Aho-Corasick
What it is
Aho-Corasick is a string-matching algorithm that searches text for multiple patterns simultaneously in linear time O(n) + construction time. It’s far more efficient than running single-pattern matchers sequentially. Applications: synonym expansion, keyword highlighting, entity tagging, and content filtering.
[illustrate: Trie of patterns with failure links; text scanning with pattern matches highlighted; comparison to sequential single-pattern matching]
How it works
-
Construction (offline):
- Build trie from all patterns
- Add failure links (point to longest suffix match)

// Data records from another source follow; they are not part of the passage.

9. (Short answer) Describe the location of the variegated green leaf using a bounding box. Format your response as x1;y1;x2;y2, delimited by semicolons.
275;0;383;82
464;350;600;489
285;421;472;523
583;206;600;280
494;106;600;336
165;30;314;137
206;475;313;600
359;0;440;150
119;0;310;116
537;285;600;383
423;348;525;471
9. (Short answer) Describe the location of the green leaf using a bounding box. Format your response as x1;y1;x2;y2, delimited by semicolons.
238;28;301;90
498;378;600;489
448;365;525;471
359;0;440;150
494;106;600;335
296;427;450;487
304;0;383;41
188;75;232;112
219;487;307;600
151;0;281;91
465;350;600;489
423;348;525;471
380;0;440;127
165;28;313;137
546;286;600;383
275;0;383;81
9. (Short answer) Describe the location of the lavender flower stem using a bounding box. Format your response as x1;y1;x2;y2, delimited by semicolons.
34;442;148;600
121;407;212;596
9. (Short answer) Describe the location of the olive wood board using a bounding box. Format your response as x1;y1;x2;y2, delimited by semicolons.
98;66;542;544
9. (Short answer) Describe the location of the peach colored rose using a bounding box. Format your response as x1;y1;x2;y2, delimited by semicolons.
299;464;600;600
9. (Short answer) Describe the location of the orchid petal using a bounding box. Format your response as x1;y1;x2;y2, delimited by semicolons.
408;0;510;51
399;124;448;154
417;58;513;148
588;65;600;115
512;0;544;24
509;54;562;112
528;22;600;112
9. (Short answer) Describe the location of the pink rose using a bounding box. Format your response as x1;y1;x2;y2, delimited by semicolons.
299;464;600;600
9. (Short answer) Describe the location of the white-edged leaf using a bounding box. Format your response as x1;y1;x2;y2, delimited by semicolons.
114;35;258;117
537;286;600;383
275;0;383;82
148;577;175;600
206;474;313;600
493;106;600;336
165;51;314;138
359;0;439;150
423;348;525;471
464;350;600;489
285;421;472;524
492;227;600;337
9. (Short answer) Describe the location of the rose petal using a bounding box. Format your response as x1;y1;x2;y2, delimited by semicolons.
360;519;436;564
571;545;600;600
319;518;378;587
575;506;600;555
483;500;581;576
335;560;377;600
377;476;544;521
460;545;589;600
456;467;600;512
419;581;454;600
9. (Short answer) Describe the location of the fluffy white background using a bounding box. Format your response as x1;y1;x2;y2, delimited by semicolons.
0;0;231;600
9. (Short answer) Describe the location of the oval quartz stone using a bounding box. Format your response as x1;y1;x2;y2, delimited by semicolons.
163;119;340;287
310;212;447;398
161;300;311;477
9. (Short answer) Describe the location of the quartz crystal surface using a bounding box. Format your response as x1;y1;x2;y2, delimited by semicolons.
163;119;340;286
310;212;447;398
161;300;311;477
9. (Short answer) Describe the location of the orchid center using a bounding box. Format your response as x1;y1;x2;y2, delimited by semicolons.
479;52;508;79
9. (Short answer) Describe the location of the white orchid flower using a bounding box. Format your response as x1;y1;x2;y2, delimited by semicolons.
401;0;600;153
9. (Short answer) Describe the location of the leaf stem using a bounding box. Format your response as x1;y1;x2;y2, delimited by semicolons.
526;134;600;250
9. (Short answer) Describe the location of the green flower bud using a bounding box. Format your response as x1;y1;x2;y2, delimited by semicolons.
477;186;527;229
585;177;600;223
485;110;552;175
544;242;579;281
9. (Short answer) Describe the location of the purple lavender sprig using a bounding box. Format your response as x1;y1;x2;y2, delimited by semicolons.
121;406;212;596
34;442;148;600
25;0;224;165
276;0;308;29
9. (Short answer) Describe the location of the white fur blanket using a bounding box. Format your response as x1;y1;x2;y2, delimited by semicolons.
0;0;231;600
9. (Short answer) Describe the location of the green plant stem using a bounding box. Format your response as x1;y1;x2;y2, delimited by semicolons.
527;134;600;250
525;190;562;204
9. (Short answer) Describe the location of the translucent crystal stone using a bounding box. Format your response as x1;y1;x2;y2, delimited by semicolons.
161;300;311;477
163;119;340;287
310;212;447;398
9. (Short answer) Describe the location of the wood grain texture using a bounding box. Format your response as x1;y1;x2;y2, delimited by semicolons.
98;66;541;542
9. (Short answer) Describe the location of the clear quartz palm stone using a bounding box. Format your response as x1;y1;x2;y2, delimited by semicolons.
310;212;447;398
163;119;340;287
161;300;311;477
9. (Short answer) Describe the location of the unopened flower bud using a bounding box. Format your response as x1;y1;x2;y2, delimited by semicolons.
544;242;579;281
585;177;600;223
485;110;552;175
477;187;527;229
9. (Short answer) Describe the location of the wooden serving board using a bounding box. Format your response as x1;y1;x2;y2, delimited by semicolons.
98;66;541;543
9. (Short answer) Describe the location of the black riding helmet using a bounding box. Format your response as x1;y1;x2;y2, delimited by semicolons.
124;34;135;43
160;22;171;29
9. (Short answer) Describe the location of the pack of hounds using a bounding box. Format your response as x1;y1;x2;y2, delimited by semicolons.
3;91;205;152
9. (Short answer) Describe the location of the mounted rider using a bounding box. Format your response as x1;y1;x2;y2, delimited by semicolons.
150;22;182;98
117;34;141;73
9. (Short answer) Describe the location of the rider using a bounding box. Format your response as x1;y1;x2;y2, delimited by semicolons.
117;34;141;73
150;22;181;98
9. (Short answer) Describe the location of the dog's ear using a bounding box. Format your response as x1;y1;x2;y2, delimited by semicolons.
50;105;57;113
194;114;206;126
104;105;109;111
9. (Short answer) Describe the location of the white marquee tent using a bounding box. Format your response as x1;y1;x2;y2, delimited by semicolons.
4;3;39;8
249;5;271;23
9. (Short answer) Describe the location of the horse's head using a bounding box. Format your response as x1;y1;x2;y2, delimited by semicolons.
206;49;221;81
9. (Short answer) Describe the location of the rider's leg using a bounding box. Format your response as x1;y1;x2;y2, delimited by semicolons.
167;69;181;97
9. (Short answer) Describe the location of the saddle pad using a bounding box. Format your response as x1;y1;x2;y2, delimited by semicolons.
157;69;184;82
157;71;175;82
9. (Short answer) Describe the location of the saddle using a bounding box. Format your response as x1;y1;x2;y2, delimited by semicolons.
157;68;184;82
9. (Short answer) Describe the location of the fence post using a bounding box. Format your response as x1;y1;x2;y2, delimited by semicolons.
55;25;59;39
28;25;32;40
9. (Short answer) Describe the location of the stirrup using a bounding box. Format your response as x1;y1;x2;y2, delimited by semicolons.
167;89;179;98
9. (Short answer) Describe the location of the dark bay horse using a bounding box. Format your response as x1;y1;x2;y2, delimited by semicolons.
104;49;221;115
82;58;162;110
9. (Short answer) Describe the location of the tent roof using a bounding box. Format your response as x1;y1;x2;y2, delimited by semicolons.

- O(m) preprocessing, where m = total pattern length
-
Scanning (online):
- Read text character-by-character
- Follow trie transitions; use failure links on mismatch
- O(n) for n text characters
- Report matches when reaching pattern terminals
-
Key property: Linear time with respect to text length + pattern count, independent of pattern complexity
Example
Patterns: ["cat", "dog", "at"]
Text: "The cat and dog ate the cat food"
Trie structure:
c → a → t (pattern "cat", terminal)
d → o → g (pattern "dog", terminal)
a → t (pattern "at", terminal)
Scanning text:
"The cat and dog ate..."
Matches:
Position 4: "cat" ✓
Position 11: "dog" ✓
Position 16: "at" (in "ate") ✓
Position 27: "cat" ✓
Time: O(|text|) = O(30) + construction
Variants and history
Aho-Corasick algorithm published in 1975, foundational for pattern matching. Multiple pattern matching with low overhead enabled applications like:
- Virus scanning (many signatures)
- Intrusion detection (pattern matching)
- Text processing (synonym expansion)
Variants: Wu-Manber (optimized for long patterns), regex-based extensions. Modern libraries (grep, ripgrep) often use Aho-Corasick internally.
When to use it
Use Aho-Corasick when:
- Matching many patterns against large text (efficiency)

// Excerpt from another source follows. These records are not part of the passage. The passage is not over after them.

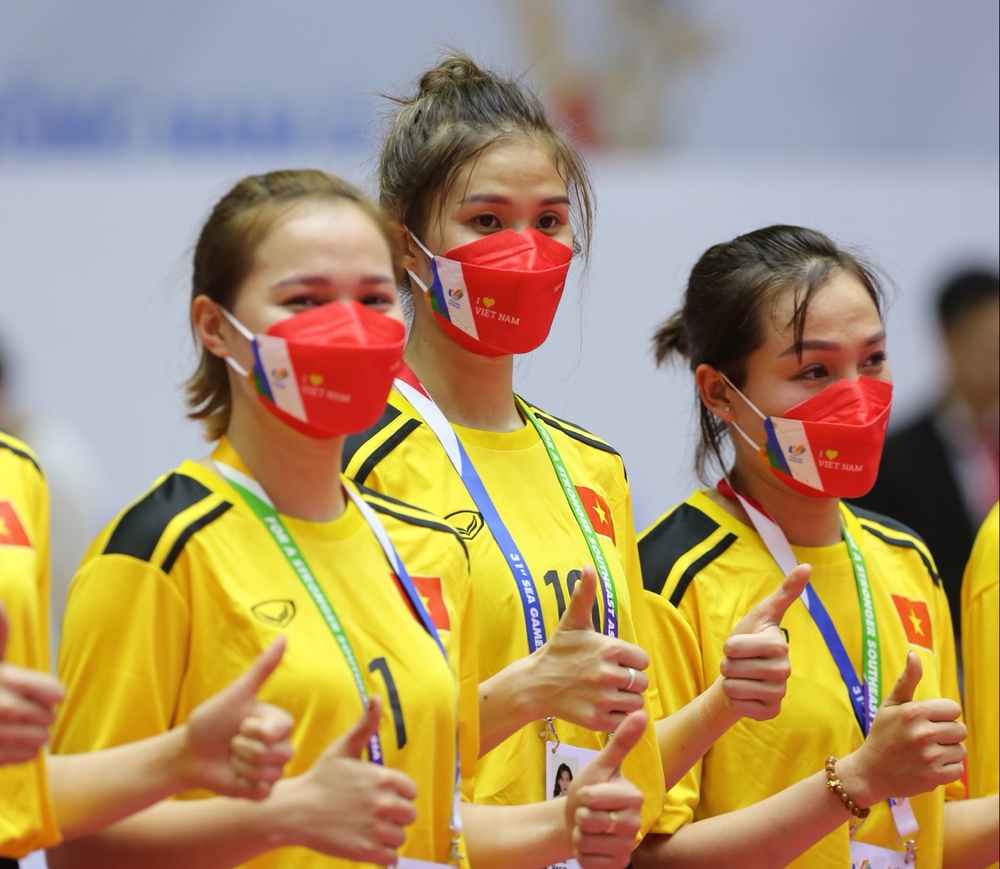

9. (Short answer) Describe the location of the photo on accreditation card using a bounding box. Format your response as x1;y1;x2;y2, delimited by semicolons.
545;745;597;869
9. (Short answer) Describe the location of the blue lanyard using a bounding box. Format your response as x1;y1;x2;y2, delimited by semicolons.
717;480;882;736
396;374;546;652
806;582;878;736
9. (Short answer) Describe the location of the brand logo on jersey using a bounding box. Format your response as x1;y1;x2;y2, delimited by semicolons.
892;594;934;651
0;500;31;546
576;486;617;545
250;600;295;628
444;510;486;540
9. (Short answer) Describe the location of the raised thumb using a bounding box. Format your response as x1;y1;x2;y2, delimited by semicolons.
556;564;597;631
328;694;382;759
732;564;812;634
581;709;649;782
882;651;924;706
226;636;286;701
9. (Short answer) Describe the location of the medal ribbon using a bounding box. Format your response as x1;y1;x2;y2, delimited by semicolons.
215;450;462;845
717;480;882;736
716;479;920;844
514;395;618;637
395;365;618;652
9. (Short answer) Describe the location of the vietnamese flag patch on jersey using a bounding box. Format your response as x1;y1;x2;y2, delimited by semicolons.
892;594;934;651
576;486;618;546
410;576;451;631
0;500;31;546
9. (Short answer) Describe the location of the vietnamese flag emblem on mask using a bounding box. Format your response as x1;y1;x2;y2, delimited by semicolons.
409;229;573;356
221;301;406;439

- Synonym or keyword highlighting
- Entity or mention detection (known list of entities)
- Content filtering (banned words, toxicity screening)
- Any multi-pattern string matching
Aho-Corasick is asymptotically optimal for this problem. Practical constant factors matter; implementation details (failure link construction, memory layout) affect performance.